Roused early Sunday by what I thought was Phil shouting, I realised the noise was coming from down below, and decided Ray Bradbury stories were seeping into my dreamsi. When he woke, he complained of confusion and subsequently said he felt ill. I stole myself to bathe and dressed as fast as possible to avoid hypothermia.
An unexpected proper snow fall tempted us outside. I donned the bear coat and proper boots. The gorgeous new blanket squeaked and crunched underfoot. Boys at the end of the street abandoned a sled to throw snowballs. Ducks and pigeons scrabbled for birdfeed opposite the pet shop. Corvids roosted in the apex of bare trees, as if blown off course. The Christmas craft market still on, we advised an artist her unique animal paintings would definitely sell in the café.

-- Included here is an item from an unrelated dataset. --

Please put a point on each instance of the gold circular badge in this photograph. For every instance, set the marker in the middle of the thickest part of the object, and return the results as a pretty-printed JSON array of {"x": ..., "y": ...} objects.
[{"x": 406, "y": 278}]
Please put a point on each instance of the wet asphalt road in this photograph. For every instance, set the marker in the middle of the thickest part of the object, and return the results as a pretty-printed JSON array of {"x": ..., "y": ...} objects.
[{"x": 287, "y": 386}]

In the park, crusties dragged felled branches across a pristine football pitch and a small girl sledged on the slope. “Let’s build a snowman!” she screamed excitedly at dad. “Snowperson round here,” I corrected her. On the towpath, autumn leaves were trapped beneath an icy layer, pockmarked by mysterious holes possibly made by fish. Back home, I took recycling out before removing my outerwear. Young Dad stood on his doorstep. We discussed the perils of driving in snow and them getting covid. He was ill for 3 weeks even though he had 2 jabs ages ago – maybe his immunity had waned? His partner hadn’t had any vaccine as allegedly every time she was booked in, something went wrong. Likely story! In the evening, I wrote a haigaii and added new snowy photos to the Christmas card, getting a headache from working on Photoshop late.

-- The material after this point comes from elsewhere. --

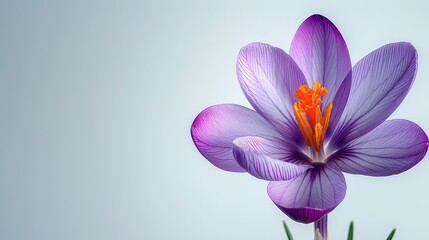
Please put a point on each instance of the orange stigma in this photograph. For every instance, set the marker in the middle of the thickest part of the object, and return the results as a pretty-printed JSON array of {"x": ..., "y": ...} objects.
[{"x": 309, "y": 105}]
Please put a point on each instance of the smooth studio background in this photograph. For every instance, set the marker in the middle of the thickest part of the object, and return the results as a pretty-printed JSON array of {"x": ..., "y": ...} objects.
[{"x": 97, "y": 99}]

As RUF was cited as a possible super-spreader event, South Africans whinged they were penalised for identifying the new mutant and speedily sharing data. Dr. Angelica Coetzee told Marr she first saw patients suffering headaches and fatigue 18th November. Symptoms were mild but there were lots of cases. Moderna CMO Paul Burton relayed the need to establish if Omicron was more transmissible, caused more severe disease and evaded vaccines. 11 of the mutations indicated it might but as they began developing a new booster on thanksgiving, he was optimistic. As Saj wittered about firebreaks and mitigations, the DOE advised secondary schoolkids to wear masks in communal areas. At EU crisis talks on eliminating people-smuggling gangs, the French foreign minister said relations with the UK were ‘not easy’ but we had to try to get along. Disinvited Nasty Patel said it was a shame she wasn’t there and would speak to her counterparts during the week. Meanwhile, she was lambasted by tory backbenchers for failing to implement the resettlement scheme announced in August, forcing Afghans onto unsafe routes to reach Britain.
*Boris’ 5 point plan: joint patrols to stop boats leaving France; using tech such as radars and sensors; maritime patrols in each other’s territorial waters and airborne surveillance; more work on the joint intelligence cell; Bilateral returns agreement with France alongside talks to set up a UK-Europe agreement.